India recorded a current account surplus of $4.7 billion [1] in April 2026, driven by strong services exports and remittance inflows.

This financial snapshot reveals a tension between India's growing services sector and its vulnerability to global commodity shocks. While the current account remains positive, significant capital flight and rising import costs are putting pressure on the nation's overall balance of payments.

The surplus occurred despite a widening merchandise trade deficit. Reports on the exact deficit vary, ranging from $27.9 billion [3] to $28.4 billion [4], though Livemint reported the figure at $28.38 billion [5]. This represents an increase from the $20.7 billion deficit recorded in March [4].

Contributing to the trade gap were higher crude-oil prices and a weakening rupee. However, merchandise exports showed resilience, growing 13.8 percent year-on-year [4]. The current account surplus was primarily sustained by the surge in services exports and higher remittances from Indians working abroad [1].
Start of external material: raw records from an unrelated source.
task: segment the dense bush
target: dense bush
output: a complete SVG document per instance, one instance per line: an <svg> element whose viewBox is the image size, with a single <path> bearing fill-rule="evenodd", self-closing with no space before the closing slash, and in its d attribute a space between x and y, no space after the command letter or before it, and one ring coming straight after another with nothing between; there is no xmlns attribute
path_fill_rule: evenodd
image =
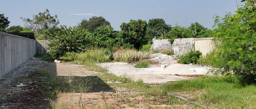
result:
<svg viewBox="0 0 256 109"><path fill-rule="evenodd" d="M123 43L130 43L139 49L142 45L147 42L145 34L147 30L147 22L140 19L137 20L131 20L128 23L123 22L121 25L120 35Z"/></svg>
<svg viewBox="0 0 256 109"><path fill-rule="evenodd" d="M90 33L80 28L61 26L55 35L55 37L47 46L50 54L55 59L68 52L80 52L86 50L91 44L88 38Z"/></svg>
<svg viewBox="0 0 256 109"><path fill-rule="evenodd" d="M120 49L116 51L113 57L114 61L132 63L149 59L151 56L134 49Z"/></svg>
<svg viewBox="0 0 256 109"><path fill-rule="evenodd" d="M134 65L134 67L137 68L147 68L149 66L150 62L146 60L143 60L140 61Z"/></svg>
<svg viewBox="0 0 256 109"><path fill-rule="evenodd" d="M75 60L80 61L81 62L111 62L112 55L111 53L109 53L109 51L103 48L87 50L78 55Z"/></svg>
<svg viewBox="0 0 256 109"><path fill-rule="evenodd" d="M214 66L213 63L214 61L217 60L214 58L213 56L214 55L214 52L211 52L210 53L208 53L205 56L201 56L198 59L197 61L197 64L202 65L209 65Z"/></svg>
<svg viewBox="0 0 256 109"><path fill-rule="evenodd" d="M234 14L224 18L215 16L214 36L217 53L214 65L216 71L242 75L245 80L256 82L256 1L245 0L246 4Z"/></svg>
<svg viewBox="0 0 256 109"><path fill-rule="evenodd" d="M201 55L202 53L199 51L191 50L179 57L177 62L182 64L196 64Z"/></svg>
<svg viewBox="0 0 256 109"><path fill-rule="evenodd" d="M74 51L69 52L66 53L63 56L60 57L59 59L61 61L73 61L79 54L78 53Z"/></svg>
<svg viewBox="0 0 256 109"><path fill-rule="evenodd" d="M168 49L162 50L160 51L160 53L169 56L173 55L173 50L172 49Z"/></svg>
Despite these gains, the overall balance of payments shifted into deficit due to heavy capital outflows. Net foreign portfolio investment (FPI) outflows reached $8.7 billion [2] during the month. These outflows, combined with the trade deficit, have tightened financial conditions within the country [6].

Economic analysts said that the combination of an oil shock and rupee weakness has exacerbated the volatility in foreign investment. The divergence between a healthy current account and a deficit in the balance of payments highlights the impact of global investor sentiment on the Indian economy [6].

India recorded a current account surplus of $4.7 billion in April 2026

The data suggests that while India's 'invisible' exports—services and remittances—are strong enough to maintain a current account surplus, the economy remains highly susceptible to external shocks. The massive FPI outflow indicates that foreign investors are reducing their exposure to Indian assets, likely due to the combined pressure of a weakening currency and rising energy costs, which can offset the gains made by the services sector.